Security researchers say it is imperative that users patch or apply a work-around for a intrusion detection system vulnerability announced earlier this week.

Creating an exploit for the serious Snort intrusion detection system vulnerability announced earlier this week takes just two hours, a security researcher said Thursday, making it imperative that users patch or apply a work-around immediately.

"We're very close to full exploitation," wrote SANS Internet Storm Center (ISC) researcher Ed Skoudis Thursday. "Shut off that darn preprocessor ASAP. Check with your vendors if you suspect your commercial product may have Snort code."

Also on Thursday, another ISC researcher claimed he had assembled a working exploit against the Snort vulnerability in two hours, although he was not going to release it to the public.

Sourcefire, the developer of Snort, however, thinks that such dire warnings are unnecessary at this point. "It's more of a non-issue now," said Michele Perry, the head of marketing at Sourcefire. "All customers have had access to a patch [since Tuesday], or they've had instructions on how to turn off the preprocessor that's vulnerable."

To an extent, the ISC agreed: it lowered its Infocon alert from "Yellow" to "Green" on Thursday, saying on its site that "if you haven't shut off the Back Orifice preprocessor by now or come up with another work-around, you probably aren't going to in the near future."

A poster to the Full Disclosure security mailing list, however, said Wednesday that he'd made progress on an exploit which would work as a plug-in to the Metaploit framework, a break-in tool that runs on Unix.

"Attached some in-progress code for the snort bug," wrote someone identified as "HD Moore. "Any ideas on making this more reliable?"

The vulnerability is in a Snort preprocessor used to detect the older Back Orifice Trojan.
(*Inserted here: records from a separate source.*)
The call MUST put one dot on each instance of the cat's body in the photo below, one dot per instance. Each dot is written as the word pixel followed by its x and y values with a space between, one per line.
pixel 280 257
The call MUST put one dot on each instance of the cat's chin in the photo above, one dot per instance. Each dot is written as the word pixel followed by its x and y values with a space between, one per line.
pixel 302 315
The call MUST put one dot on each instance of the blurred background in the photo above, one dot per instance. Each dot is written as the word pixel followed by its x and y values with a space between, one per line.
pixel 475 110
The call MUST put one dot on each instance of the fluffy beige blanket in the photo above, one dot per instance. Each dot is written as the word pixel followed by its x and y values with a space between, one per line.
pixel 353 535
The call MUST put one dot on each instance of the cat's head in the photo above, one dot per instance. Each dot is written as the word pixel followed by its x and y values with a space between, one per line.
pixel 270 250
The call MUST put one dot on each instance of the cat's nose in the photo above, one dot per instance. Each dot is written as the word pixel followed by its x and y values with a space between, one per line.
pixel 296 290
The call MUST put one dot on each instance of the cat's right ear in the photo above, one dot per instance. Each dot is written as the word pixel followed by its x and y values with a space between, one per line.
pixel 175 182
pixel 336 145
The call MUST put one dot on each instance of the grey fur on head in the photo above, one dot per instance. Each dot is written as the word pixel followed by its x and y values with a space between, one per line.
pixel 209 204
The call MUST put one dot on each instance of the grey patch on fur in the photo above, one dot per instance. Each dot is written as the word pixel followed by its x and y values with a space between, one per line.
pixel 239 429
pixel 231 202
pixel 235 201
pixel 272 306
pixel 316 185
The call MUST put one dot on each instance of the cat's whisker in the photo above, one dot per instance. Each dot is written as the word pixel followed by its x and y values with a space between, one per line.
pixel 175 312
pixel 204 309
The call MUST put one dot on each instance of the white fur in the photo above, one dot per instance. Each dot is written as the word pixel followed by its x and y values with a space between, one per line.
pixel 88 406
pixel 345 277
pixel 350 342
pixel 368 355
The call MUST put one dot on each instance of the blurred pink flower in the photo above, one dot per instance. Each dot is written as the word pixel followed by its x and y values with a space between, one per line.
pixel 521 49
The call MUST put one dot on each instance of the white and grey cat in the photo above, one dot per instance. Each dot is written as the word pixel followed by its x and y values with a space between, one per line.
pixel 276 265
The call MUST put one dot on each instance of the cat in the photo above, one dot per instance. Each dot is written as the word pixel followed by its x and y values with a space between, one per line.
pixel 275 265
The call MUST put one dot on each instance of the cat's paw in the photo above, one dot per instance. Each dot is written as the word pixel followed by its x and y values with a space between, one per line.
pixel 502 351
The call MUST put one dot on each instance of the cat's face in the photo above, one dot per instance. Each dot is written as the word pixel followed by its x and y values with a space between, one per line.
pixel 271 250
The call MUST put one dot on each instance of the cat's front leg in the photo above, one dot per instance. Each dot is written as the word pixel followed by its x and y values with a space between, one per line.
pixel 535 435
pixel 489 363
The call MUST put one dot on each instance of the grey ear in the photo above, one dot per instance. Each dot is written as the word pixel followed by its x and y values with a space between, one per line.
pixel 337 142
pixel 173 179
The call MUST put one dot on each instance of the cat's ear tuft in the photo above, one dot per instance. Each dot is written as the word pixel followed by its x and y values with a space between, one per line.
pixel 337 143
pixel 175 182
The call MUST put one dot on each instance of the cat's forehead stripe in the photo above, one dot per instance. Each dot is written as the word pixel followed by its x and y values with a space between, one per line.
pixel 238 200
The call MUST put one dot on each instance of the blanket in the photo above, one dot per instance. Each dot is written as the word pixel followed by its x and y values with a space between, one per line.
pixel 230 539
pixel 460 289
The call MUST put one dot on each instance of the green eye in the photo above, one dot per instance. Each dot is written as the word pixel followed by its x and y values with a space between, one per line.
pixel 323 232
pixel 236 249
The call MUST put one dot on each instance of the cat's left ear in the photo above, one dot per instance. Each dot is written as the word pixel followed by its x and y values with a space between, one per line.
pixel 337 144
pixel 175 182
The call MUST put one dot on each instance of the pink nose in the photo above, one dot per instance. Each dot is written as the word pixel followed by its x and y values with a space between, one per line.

A single UDP packet can trigger a stack-based overflow, allowing an attacker to fully compromise a system or appliance running Snort or Sourcefire.

Snort is an open-source intrusion detection system (IDS) used by more than 100,000 companies and government agencies to defend networks, according to its developer, Sourcefire. The Snort code is also tucked inside at least 45 commercially-sold IDS appliances.

"If we haven't said it loudly enough already, upgrade your Snort sensors or disable the Back Orifice preprocessor if running the vulnerable versions of Snort 2.4," the ISC advised in a follow-up warning Thursday.